Comparison of Oxidative Stress Changes in Different Ventilation Strategies During Gynecologic Laparoscopic Surgery

Pneumoperitoneum during laparoscopic procedures greatly impairs splanchnic blood flow due to compression. Increased intra-abdominal pressure may elevate the diaphragm, increase intra-thoracic pressure, reduce functional residual capacity, and thus lead to atelectasis. In a collapsed lung, blood flow is decreased and reperfusion injury may subsequently occur during re-expansion of the lung. This ischemia-reperfusion injury results from the formation of reactive oxygen species (ROS), which are highly reactive intermediates of the oxygen metabolism. When there is an imbalance between ROS generation and removal by antioxidative mechanisms, oxidative stress occurs and eventually causes cellular and organ damage. Oxidative stress mediates tissue injury and may represent an important link between laparoscopy and clinical side effects. Malondialdehyde (MDA) is considered the most reliable marker of oxidative stress in the clinical setting. It is a breakdown product of lipid peroxidation in tissues. An elevated concentration of MDA reflects the level of lipid peroxidation.

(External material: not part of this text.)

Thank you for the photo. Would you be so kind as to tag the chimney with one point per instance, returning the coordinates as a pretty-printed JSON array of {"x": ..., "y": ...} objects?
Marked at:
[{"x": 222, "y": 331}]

Although there is abundant data comparing the effects of VCV and PCV during laparoscopic surgery, the time course of changes in oxidative stress in these two modes has not been elucidated. Therefore, the aim of this study was to compare the alterations of oxidative stress in two different ventilation modes, VCV and PCV, during gynecologic laparoscopic surgery. To this end, the investigators established a prospective randomized clinical study and measured the plasma levels of a lipid peroxidation marker at different stages.

Fifty-two patients of ASA physical status I or II were randomly assigned to receive either VCV or PCV during laparoscopic gynecologic surgery. During the operation, blood gas analysis and ventilation variables were recorded 1 minute before (T1) and 1 hour after (T2) the establishment of CO2 pneumoperitoneum in both groups. Blood samples for MDA measurement were collected at seven points: 1 minute before (T1) and 1 hour after (T2) pneumoperitoneum; at intervals of 30 minutes for 2 hours after the deflation of CO2 (T3~T6); and 24 hours after the deflation of CO2 (T7). The samples were immediately centrifuged (1000g, 10 minutes) and the supernatants were stored at -800C until further analysis, which took place within 1 week. The investigators assessed the quality of recovery from anesthesia using a nine-item quality of recovery score (QoR Score) before operation and 24 hours after the deflation of CO2.